Equalising CGT with income tax rates would cost Treasury almost £8bn a year – IG

Equalising capital gains tax (CGT) with income tax rates would cost the Treasury nearly £8bn a year, according to modelling from IG.

The investing and trading platform used HMRC’s published estimates and CGT taxpayer distribution data to estimate that the proposal would reduce Treasury revenues by around £7.8bn annually.

In May, former Health Secretary, Wes Streeting, who IG said was rumoured to be in the running for Chancellor if Andy Burnham becomes Prime Minister, proposed a ‘wealth tax’ in an interview that would see CGT matched to income tax’s banding system.

While Streeting stated the change could raise £12bn, analysis from IG suggested that, once taxpayer behavioural responses are accounted for, the move would reduce Treasury revenues.

IG said the loss would be primarily driven by the fact that higher CGT rates discourage investors from selling assets.

It estimated that the revenue impact from basic-rate taxpayers would be an increase of £10m a year.

However, for higher-rate taxpayers, the move would cost the Treasury £3.2bn annually, while for additional-rate taxpayers the impact would be -£4.6bn a year.

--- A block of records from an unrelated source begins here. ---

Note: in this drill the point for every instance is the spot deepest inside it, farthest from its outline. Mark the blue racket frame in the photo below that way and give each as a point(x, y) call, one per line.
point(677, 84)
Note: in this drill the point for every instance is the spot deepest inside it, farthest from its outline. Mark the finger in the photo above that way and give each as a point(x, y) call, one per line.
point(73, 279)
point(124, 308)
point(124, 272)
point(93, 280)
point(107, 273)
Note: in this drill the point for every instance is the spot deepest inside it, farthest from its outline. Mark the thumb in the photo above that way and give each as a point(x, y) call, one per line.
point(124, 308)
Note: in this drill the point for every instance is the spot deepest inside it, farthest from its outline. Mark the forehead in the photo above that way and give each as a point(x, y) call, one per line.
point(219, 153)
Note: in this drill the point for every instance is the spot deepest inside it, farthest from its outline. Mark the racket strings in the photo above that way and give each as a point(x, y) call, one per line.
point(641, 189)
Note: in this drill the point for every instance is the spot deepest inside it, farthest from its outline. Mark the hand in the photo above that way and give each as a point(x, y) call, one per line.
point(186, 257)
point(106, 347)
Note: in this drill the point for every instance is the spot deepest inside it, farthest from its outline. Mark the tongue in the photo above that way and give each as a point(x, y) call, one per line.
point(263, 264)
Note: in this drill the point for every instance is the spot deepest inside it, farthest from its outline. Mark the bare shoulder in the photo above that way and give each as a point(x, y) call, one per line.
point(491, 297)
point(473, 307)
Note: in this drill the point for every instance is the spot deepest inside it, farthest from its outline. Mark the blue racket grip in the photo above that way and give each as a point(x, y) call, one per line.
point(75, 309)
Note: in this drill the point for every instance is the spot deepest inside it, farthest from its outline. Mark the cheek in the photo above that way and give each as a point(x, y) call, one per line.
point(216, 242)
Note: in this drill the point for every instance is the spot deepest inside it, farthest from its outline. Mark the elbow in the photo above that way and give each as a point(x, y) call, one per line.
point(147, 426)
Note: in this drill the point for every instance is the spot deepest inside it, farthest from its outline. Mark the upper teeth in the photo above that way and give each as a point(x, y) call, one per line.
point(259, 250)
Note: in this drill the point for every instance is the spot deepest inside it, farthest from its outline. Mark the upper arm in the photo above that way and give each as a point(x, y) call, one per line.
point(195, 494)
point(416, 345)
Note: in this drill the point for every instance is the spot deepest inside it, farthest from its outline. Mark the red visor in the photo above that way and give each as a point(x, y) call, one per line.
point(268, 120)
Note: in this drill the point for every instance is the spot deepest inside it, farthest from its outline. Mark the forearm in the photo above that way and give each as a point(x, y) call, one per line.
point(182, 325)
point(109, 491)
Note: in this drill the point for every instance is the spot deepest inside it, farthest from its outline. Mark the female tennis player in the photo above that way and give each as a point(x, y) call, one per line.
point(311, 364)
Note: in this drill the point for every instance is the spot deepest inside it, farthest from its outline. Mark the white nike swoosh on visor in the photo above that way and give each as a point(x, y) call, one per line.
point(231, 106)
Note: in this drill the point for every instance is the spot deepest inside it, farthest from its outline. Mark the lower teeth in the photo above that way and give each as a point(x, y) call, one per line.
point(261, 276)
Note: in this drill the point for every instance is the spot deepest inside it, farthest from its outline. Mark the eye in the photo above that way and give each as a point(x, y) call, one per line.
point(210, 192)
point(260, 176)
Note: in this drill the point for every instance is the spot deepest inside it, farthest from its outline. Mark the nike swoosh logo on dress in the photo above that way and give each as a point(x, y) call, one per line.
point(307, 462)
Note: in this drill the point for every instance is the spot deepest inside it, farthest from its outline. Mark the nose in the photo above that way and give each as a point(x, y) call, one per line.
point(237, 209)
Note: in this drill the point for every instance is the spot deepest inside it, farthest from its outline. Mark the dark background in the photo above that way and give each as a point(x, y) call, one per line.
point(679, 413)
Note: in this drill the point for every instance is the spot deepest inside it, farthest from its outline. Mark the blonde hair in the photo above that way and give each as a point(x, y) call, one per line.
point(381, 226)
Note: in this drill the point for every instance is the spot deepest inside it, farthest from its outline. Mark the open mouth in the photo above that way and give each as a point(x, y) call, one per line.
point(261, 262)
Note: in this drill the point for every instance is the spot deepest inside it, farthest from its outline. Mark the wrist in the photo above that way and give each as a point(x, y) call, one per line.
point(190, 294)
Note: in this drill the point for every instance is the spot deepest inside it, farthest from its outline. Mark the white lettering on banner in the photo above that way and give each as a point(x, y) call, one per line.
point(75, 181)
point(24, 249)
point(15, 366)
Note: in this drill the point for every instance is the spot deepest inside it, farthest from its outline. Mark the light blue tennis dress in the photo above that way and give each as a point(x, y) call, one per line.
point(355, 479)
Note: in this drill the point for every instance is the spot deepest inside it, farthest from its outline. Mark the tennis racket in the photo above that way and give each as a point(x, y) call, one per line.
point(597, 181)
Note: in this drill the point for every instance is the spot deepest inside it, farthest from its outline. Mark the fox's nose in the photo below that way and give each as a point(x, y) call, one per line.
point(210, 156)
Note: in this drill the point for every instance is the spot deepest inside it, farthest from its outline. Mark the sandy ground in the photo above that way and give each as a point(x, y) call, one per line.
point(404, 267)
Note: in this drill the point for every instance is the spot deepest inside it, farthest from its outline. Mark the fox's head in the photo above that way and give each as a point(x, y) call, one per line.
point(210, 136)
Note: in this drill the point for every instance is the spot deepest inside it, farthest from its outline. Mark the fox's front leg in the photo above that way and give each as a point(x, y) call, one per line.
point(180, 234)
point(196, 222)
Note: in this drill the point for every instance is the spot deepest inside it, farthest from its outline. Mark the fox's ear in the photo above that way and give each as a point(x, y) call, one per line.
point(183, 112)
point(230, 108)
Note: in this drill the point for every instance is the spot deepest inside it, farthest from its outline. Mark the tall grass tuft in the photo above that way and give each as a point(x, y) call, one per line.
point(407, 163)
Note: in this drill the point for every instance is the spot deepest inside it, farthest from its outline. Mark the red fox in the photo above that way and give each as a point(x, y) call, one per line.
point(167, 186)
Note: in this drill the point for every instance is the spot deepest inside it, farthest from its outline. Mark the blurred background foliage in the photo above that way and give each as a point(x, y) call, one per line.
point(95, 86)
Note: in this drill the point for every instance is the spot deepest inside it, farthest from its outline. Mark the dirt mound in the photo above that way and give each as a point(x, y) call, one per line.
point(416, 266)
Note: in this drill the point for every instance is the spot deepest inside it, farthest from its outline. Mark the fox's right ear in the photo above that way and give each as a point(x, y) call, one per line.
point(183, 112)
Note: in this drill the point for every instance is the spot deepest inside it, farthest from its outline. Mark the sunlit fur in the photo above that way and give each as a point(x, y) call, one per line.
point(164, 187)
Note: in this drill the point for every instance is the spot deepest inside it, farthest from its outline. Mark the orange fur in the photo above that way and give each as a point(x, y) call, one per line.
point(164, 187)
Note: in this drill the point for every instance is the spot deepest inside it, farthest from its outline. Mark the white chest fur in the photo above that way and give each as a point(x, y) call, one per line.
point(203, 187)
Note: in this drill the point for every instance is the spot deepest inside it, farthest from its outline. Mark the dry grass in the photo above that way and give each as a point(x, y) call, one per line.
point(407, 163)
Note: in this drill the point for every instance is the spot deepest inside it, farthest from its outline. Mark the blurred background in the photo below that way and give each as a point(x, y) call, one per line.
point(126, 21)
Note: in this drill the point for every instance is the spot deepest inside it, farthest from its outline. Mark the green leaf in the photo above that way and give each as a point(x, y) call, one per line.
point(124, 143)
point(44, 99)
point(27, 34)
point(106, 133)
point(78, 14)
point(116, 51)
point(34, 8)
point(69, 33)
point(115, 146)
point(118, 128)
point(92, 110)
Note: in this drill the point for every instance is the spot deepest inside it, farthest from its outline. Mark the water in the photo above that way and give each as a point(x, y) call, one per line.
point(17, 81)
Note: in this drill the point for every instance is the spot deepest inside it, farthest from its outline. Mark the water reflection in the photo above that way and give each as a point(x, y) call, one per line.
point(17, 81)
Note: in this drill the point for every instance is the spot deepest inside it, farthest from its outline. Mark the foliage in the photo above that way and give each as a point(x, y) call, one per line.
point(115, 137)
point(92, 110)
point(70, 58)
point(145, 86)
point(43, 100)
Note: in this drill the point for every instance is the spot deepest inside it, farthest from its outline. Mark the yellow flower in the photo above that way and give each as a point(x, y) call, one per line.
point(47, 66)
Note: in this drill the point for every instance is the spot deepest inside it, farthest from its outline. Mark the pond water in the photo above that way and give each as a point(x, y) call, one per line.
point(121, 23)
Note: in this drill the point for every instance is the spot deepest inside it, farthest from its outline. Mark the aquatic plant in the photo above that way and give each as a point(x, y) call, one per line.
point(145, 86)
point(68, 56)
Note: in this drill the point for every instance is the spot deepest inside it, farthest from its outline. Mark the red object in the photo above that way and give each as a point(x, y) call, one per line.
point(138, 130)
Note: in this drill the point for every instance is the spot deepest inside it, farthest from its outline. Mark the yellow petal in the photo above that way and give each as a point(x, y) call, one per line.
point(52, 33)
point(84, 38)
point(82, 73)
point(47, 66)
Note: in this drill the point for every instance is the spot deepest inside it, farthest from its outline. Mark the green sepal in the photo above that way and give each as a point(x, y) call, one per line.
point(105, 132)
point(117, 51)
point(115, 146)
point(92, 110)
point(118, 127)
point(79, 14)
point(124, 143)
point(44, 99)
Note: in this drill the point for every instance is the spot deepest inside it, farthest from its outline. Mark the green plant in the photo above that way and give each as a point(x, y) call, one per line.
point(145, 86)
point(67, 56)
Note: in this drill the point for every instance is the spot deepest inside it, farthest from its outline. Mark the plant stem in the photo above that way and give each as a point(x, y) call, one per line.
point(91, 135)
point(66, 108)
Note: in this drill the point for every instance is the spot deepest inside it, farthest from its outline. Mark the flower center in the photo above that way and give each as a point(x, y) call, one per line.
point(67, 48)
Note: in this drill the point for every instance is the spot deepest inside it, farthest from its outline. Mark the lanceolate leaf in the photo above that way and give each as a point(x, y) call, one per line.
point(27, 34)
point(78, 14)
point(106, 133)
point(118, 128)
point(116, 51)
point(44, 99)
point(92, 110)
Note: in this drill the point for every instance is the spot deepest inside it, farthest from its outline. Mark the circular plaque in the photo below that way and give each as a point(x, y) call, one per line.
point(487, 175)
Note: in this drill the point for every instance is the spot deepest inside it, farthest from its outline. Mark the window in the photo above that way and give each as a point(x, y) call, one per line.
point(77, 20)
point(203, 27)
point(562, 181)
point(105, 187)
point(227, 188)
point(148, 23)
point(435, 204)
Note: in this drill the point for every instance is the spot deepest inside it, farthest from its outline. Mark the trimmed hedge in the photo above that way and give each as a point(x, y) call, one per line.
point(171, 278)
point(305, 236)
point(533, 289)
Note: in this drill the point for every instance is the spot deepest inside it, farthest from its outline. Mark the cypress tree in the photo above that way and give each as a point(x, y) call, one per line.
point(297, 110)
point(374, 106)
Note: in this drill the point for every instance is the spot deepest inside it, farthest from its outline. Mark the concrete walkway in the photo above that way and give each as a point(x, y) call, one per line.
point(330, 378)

The firm urged policymakers to leave investment CGT rates unchanged to avoid sending the wrong message to potential investors when broader participation in capital markets was needed.

“In a few weeks we will have a new Prime Minister and possibly a new Chancellor in Downing Street,” said IG managing director of UK & Ireland, Michael Healy.

“While both will have a difficult job on their hands, we are urging whoever takes office not to reach for the tax lever when it comes to investing.

“At a time when we need more people investing and building long-term financial resilience, making investment gains significantly more heavily taxed risks discouraging participation.

“The UK already has some of the lowest levels of retail investment among major developed economies and we should be looking for ways to increase engagement, not reduce it.

“Our analysis, based on HMRC’s own published assumptions, suggests that aligning CGT with income tax rates would not only make investing less attractive but would also prove fiscally counterproductive, costing the Treasury billions of pounds.”